(Q) Did they identify the code that was the cause of the problem?
(A) Yes concatString += addString
(Q) Did they identify WHY that code that was the cause of the problem?
(A) No, they hand waved about += having to do a few more operations than StringBuilder (vs. a metric-butt load that it's doing for a million character string)
(Q) WHY did that code that was the cause of the problem?
(A) In Memory was an O(n^2) algorithm, vs. a O(n) disk algorithm
And I don't believe they understood this, or they would have explicitly explained it in their paper and/or never bothered to publish it
(Q) Is this a problem for the paper?
(A) Yes. The paper title implies that the same algorithm taking place entirely in memory (and one single large disk write) could be slower than one with lots of disk writes. They are clearly not the same algorithm when you look under the hood of string concatenation and writing to a filebuffer.

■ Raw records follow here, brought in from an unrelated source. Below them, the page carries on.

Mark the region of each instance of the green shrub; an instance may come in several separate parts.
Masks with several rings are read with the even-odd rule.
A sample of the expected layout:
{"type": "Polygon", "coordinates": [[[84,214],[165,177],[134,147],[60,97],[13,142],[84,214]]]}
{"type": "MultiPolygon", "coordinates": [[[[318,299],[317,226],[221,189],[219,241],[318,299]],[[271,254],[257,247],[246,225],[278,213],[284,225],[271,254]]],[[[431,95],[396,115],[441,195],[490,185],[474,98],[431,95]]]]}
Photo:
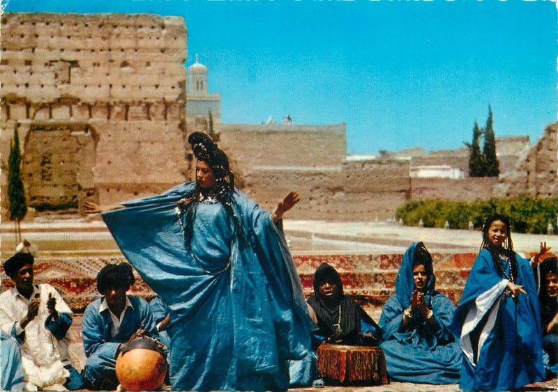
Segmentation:
{"type": "Polygon", "coordinates": [[[418,226],[423,219],[425,227],[443,228],[447,221],[450,228],[465,229],[469,221],[475,228],[481,228],[486,217],[497,212],[510,217],[514,232],[544,234],[549,222],[556,221],[558,198],[524,196],[474,202],[439,198],[412,200],[398,207],[395,214],[407,226],[418,226]]]}

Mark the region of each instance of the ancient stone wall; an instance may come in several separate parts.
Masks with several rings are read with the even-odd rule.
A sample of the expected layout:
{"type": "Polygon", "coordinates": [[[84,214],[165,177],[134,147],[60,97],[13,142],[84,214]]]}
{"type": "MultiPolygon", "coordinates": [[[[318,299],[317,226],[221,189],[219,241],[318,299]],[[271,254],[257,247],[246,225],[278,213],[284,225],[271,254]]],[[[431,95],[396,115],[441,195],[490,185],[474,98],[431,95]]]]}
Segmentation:
{"type": "Polygon", "coordinates": [[[240,167],[338,166],[347,155],[345,125],[218,124],[222,148],[240,167]]]}
{"type": "Polygon", "coordinates": [[[446,198],[458,201],[474,201],[492,197],[497,177],[449,178],[412,178],[409,189],[413,199],[446,198]]]}
{"type": "Polygon", "coordinates": [[[31,205],[112,203],[188,178],[183,18],[8,13],[0,29],[1,165],[19,124],[31,205]]]}
{"type": "Polygon", "coordinates": [[[498,197],[527,195],[537,198],[558,194],[558,123],[550,124],[543,136],[503,175],[495,189],[498,197]]]}

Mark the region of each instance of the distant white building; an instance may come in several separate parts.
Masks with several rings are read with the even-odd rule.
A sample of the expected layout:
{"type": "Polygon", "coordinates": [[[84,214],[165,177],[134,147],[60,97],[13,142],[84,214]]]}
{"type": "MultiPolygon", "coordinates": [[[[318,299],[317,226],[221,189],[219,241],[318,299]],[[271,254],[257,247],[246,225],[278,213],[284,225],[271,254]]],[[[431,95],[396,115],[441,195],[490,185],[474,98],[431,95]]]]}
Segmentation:
{"type": "Polygon", "coordinates": [[[448,165],[418,166],[410,169],[412,178],[465,178],[465,173],[448,165]]]}
{"type": "Polygon", "coordinates": [[[207,117],[211,112],[216,123],[221,122],[221,96],[218,93],[209,94],[207,86],[207,67],[199,63],[196,54],[196,62],[188,68],[188,84],[186,100],[188,117],[207,117]]]}

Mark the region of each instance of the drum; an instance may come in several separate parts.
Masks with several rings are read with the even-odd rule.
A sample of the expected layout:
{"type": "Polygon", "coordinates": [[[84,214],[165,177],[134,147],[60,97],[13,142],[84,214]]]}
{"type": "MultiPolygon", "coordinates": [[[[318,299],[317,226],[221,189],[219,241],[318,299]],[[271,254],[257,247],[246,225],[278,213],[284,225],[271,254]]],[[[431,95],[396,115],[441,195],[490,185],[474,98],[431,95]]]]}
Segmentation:
{"type": "Polygon", "coordinates": [[[341,384],[389,384],[384,351],[379,347],[322,343],[318,371],[322,377],[341,384]]]}
{"type": "Polygon", "coordinates": [[[167,361],[160,343],[147,336],[130,343],[116,358],[116,378],[126,391],[156,391],[167,375],[167,361]]]}

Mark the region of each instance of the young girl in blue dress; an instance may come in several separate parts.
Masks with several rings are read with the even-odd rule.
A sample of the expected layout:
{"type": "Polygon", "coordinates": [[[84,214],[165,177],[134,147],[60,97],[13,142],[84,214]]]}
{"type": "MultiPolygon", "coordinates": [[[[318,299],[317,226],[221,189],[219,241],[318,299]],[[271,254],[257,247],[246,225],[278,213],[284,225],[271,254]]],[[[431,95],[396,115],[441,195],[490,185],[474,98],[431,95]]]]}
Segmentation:
{"type": "Polygon", "coordinates": [[[543,379],[541,317],[528,260],[513,251],[509,219],[489,217],[452,329],[463,352],[460,388],[510,391],[543,379]]]}

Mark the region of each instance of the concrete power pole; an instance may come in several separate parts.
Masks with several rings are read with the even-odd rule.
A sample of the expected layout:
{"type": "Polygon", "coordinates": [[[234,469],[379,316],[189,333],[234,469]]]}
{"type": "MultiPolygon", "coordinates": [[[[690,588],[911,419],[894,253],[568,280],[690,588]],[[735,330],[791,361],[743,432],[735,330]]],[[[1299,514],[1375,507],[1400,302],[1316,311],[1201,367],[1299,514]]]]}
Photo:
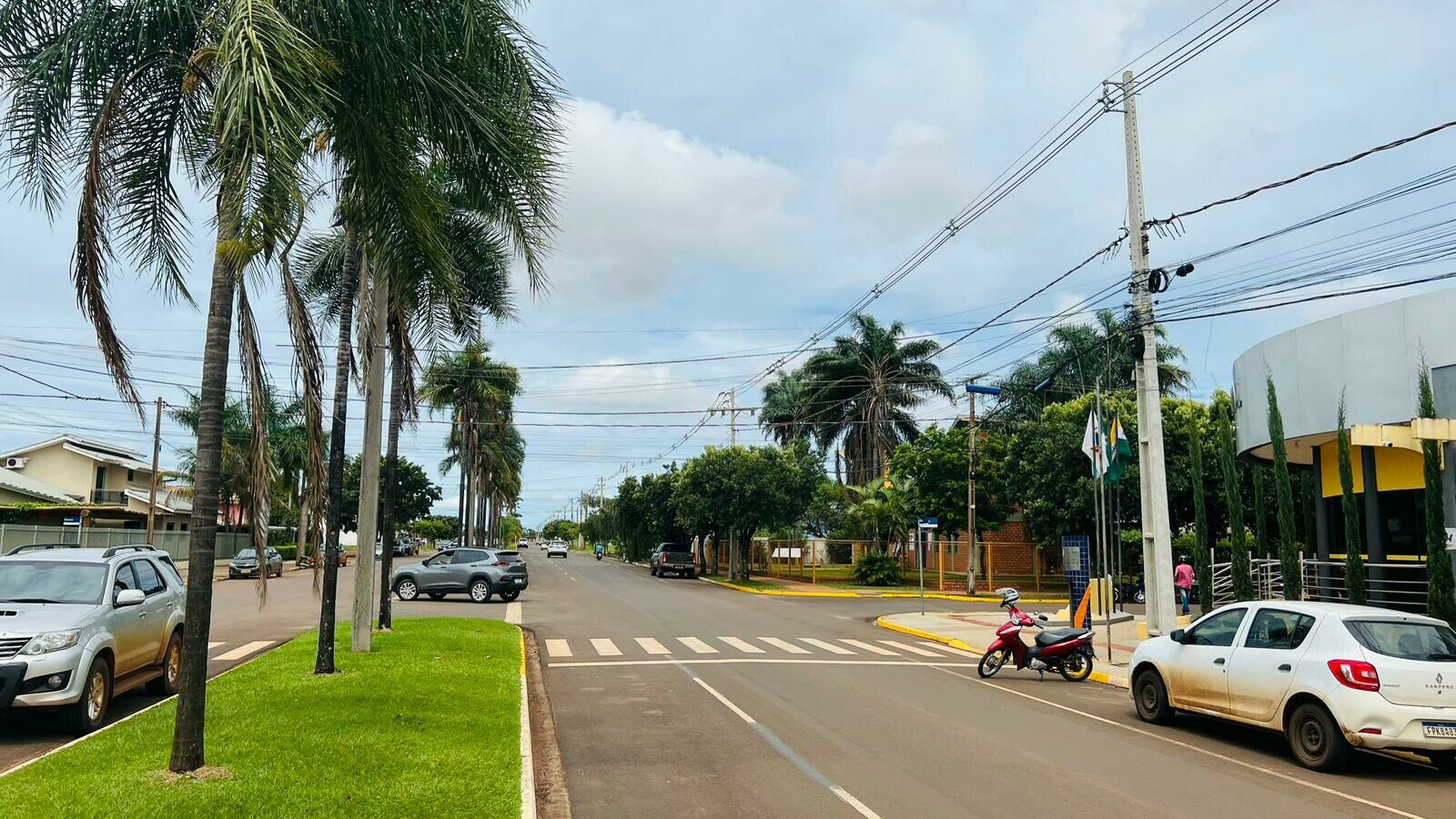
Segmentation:
{"type": "Polygon", "coordinates": [[[1127,146],[1127,227],[1133,243],[1133,312],[1143,334],[1137,361],[1137,471],[1143,503],[1143,586],[1147,590],[1147,632],[1178,628],[1174,608],[1172,532],[1168,523],[1168,475],[1163,463],[1163,404],[1158,386],[1158,334],[1153,326],[1152,270],[1143,205],[1143,166],[1137,146],[1137,96],[1131,71],[1123,71],[1123,130],[1127,146]]]}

It's kind of like saying, we had a tortoise and a hare race between point A and point B, pointing out that the tortoise won the race; but neglecting to mention the hare was facing the wrong way, and ran the long way around the world. Oh, but if we switch the hare for a rabbit (which happens to be facing the right way); then the rabbit beats the tortoise - clearly the hare takes longer per stride for some reason
(Q) Are there any other problems with the paper?
(A) Yes, their lots of disk write version of the algorithm is writing to a buggered stream, and while it flushing - there is no guarantee that data has been physically written to the disk before the next iteration started. And since the PC has way more than a million bytes free on it, there's a good chance that the OS didn't have to do a physical write until long after the program finished (the disk array controller may even have a backup battery, so it could be minutes before it actually gets written to disk).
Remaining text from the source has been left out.